Douglas Laing are an accomplished whisky bottler claiming to stay as true to the original spirit as possible. The result is some fairly popular expressions.

Big Peat, Double Barrel, Provenance, Directors Cut and Old Particular are some of the names under which they market their wares. However, what I did not know was that they, too, release a festival bottling every year to mark Feis Ile and it is, of course, always something from Islay.

This year they chose to release a single cask Laphroaig aged for 14 years in a Refill Butt (Ref DL10694) under the Old Particular label. Distilled in February 2001 and bottled exactly 14 years later in February 2015 this is one of 636 bottles released.

My sample is from an open bottle and served at 48.4%

Nose: Touch of peat. Lime. Lemon. Walnuts. Hint of oak. Hardboiled lemon sweets. Raisins. Ginger. Warm tangerines. Quite fruity too. Peaches. Then the signature Laphroaig flavors come rolling in. A little medicinal. Seaweed. Cherry licorice. This is a wonderful nose. Adds a bit of restrained fruitiness over the traditional house flavors.

Palate: Citrus.

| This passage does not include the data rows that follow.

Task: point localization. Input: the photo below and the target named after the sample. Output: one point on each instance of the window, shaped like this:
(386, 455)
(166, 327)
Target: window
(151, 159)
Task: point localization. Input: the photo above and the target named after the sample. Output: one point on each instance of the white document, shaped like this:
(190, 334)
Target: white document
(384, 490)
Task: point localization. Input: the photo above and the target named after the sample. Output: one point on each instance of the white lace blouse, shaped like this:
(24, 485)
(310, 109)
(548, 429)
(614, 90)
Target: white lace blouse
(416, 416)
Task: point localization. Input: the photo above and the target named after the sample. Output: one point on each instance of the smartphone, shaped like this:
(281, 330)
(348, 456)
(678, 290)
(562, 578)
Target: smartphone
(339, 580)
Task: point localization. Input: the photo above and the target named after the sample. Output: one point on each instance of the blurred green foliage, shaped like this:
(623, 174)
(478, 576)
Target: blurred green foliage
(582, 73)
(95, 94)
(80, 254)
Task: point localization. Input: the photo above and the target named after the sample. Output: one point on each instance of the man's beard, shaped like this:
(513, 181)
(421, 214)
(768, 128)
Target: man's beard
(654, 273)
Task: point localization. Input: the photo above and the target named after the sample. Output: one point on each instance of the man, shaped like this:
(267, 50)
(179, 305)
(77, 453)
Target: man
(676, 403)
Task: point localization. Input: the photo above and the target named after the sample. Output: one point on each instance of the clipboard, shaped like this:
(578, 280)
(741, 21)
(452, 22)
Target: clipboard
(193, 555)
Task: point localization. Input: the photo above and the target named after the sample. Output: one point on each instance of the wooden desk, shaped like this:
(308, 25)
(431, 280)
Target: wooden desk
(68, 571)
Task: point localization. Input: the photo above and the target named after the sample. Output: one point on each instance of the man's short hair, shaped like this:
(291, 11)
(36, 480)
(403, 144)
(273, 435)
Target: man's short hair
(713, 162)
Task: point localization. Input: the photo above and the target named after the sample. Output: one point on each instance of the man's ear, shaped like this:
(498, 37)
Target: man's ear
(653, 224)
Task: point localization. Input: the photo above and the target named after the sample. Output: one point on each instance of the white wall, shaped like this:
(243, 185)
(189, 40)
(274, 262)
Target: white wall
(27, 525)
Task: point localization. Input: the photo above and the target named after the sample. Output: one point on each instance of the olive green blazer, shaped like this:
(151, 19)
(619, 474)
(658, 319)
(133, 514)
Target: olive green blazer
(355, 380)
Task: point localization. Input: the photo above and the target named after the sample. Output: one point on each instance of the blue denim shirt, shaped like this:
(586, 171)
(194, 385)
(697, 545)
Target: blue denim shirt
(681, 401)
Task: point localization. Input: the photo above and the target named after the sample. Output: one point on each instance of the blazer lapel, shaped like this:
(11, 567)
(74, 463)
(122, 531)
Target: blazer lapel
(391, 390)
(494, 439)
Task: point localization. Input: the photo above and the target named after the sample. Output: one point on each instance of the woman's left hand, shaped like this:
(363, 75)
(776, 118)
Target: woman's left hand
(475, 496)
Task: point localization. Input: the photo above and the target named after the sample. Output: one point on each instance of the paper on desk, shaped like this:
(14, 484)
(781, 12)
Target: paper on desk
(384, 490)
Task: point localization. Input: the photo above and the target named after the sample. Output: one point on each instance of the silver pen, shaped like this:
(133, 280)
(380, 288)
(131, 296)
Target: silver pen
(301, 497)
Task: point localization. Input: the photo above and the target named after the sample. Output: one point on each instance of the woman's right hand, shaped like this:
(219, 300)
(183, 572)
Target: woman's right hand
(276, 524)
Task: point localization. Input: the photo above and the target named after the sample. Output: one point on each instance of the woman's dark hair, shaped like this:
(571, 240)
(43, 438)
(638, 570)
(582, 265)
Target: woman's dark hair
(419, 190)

Smoke. Barbecue. Peat. White pepper. Spicy. Iodine. After the initial sting of Islay the spirit mellows out towards the sweeter side. Caramel. Milk chocolate. Raisins. Salt. You know this is a Laphroaig but this one has a gentler side to it.

Finish: Sea salt. Char. Citrus. Touch of oak.

Overall Comments: This is quite a fantastic little dram which I’m sure will simply fly under the radar amongst the masses. Also because there’s only 636 bottles floating around for consumption. Which is a pity because I feel amid all the distillery fanfare where some of the big names are content to churn out whiskies that are barely decent there are little gems thrown in the middle that don’t get the attention they deserve.

Well I hope my millions of followers are listening and pick this lovely little whisky if they have the chance.